Early on, I experimented with a lot of non linearity, but it was not stable out of sample at all.

Re: Problems with Linearity Assumptions

Posted: Thu Jan 01, 2015 4:09 pm
by xkonk
I wasn't referring to BPM specifically; I had your ASPM more in mind. I think this thread might be what I was thinking of: viewtopic.php?f=2&t=21&p=34&hilit=Rodman+DRB#p34 . It raises a fair question though: if you were willing to change the form of the regression for one metric, why not another?

Re: Problems with Linearity Assumptions

Posted: Fri Jan 02, 2015 7:12 am
by mtamada
DSMok1 wrote: Early on, I experimented with a lot of non linearity, but it was not stable out of sample at all.
Yeah, there are a ton of examples where non-linear models have more weaknesses than strengths.

I suspect that this is one of them, or that some mildly alternative functional form will cover most of the non-linearity, and won't lead to radically different overall results.

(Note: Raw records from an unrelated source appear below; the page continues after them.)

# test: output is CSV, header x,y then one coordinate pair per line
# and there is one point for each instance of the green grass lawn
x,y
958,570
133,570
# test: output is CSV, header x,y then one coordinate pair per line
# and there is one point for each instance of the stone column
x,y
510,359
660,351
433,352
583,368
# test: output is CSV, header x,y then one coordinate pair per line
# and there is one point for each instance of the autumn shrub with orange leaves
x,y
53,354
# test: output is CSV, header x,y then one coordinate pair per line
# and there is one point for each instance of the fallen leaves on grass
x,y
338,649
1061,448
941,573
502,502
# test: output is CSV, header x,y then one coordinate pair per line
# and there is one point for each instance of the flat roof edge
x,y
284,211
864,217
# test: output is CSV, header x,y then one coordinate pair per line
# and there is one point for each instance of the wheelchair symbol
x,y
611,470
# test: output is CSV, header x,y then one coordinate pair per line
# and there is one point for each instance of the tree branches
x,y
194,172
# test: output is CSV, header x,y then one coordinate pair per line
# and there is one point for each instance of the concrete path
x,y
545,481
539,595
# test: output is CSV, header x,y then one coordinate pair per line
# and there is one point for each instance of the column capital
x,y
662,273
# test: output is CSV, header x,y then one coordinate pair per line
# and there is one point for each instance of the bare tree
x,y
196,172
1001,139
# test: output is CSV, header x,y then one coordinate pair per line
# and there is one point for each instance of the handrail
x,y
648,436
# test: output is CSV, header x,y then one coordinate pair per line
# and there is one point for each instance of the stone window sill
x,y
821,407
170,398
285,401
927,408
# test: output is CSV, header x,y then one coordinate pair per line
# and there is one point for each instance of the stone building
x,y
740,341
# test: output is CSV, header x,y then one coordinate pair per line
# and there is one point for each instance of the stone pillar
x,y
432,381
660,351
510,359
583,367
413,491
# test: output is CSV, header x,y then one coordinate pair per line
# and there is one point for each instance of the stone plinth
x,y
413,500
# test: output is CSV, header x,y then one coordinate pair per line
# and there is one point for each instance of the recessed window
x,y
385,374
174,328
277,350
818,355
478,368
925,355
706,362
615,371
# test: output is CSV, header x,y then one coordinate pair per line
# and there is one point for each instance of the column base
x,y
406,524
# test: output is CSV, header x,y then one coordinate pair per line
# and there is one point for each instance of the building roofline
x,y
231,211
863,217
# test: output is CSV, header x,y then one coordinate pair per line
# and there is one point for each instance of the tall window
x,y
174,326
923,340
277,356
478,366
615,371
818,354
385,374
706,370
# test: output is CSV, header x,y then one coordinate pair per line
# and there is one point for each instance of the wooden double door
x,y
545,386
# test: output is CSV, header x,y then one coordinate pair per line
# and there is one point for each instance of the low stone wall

But I don't know that for sure. When we detect non-linearity, then we need to investigate ways of dealing with it. So by all means NickN should continue his research, it's potentially important. But I don't expect it to be, especially hearing that you looked into it extensively already.


Another way to describe it: to assume a linear functional form is absurd and leads to inherently weak models. But when we use a non-linear functional form, it often (not always, but often) ends up being even worse than the linear one. Typically I'll try to find a simple patch of some sort that deals with the worst of the non-linearities, such as slope dummies (this is assuming that transformations failed to deal with the problem, which is evidently the case here).

Re: Problems with Linearity Assumptions

Posted: Fri Jan 02, 2015 1:25 pm
by DSMok1
xkonk wrote:I wasn't referring to BPM specifically; I had your ASPM more in mind. I think this thread might be what I was thinking of: viewtopic.php?f=2&t=21&p=34&hilit=Rodman+DRB#p34 . It raises a fair question though: if you were willing to change the form of the regression for one metric, why not another?
Right, that was really early on, when I was just starting out. I was going by smell test back then... :)

Re: Problems with Linearity Assumptions

Posted: Fri Jan 02, 2015 9:40 pm
by colts18
I don't think you should take Defensive rebounds away from the regression. It helps identify the good defenders. It even does a good job with perimeter defenders. MJ, Kobe, LeBron, Wade, Carter were all guys with really good DReb for guards and they were generally good defenders. Dreb is a good proxy for height which is correlated with defense for perimeter players.

Here are some suggestions to add to your model.
1. Usage%. I assume usage% is not linear just like Dreb%. Look to see if you can model usage% better. I'm not sure a 40% usage% is 2x more valuable than a 20% usage%.

2. Games played and games started. Games played is a good proxy for injuries which makes players less effective. You should look into it. Games started is a proxy for being a good player plus it does a good job of adjusting for competition faced.

3. Adjust 3 point rate for height. A big man with a high 3 point rate provides more spacing than a guard. Of course you can use that same regression to downgrade those big men on defense because they are generally not good on defense (ex: Ryan Anderson, Mullens, etc.)

4. adjust free throw rate to usage. I think you didn't get any correlation for free throw rate because big men with low usage rates generally have high ft rates. Give more credit to high usage guys (usage that subtracts FTA) with high FTr. Instead of FTr, try using FTA per 100 possessions. That will reward high FTA guys instead of guys with 2 FTA/g on 3 FGA/g.

5. Look into high minutes low offensive stat guys without the defensive counting stats (blks, stls). Joe Dumars never had a positive DBPM during his career. Adjust the stat so that high MPG like him can get credit for defense if they aren't producing much on offense because those kinds of players wouldn't be playing 35-40 MPG if they couldn't play offense or defense.

Re: Problems with Linearity Assumptions

Posted: Tue Jan 13, 2015 9:52 pm
by Crow
I asked Nick about it last week. He said he planned to do something this past weekend... but he didn't seem that committed to it. So at this point, I wouldn't count on it.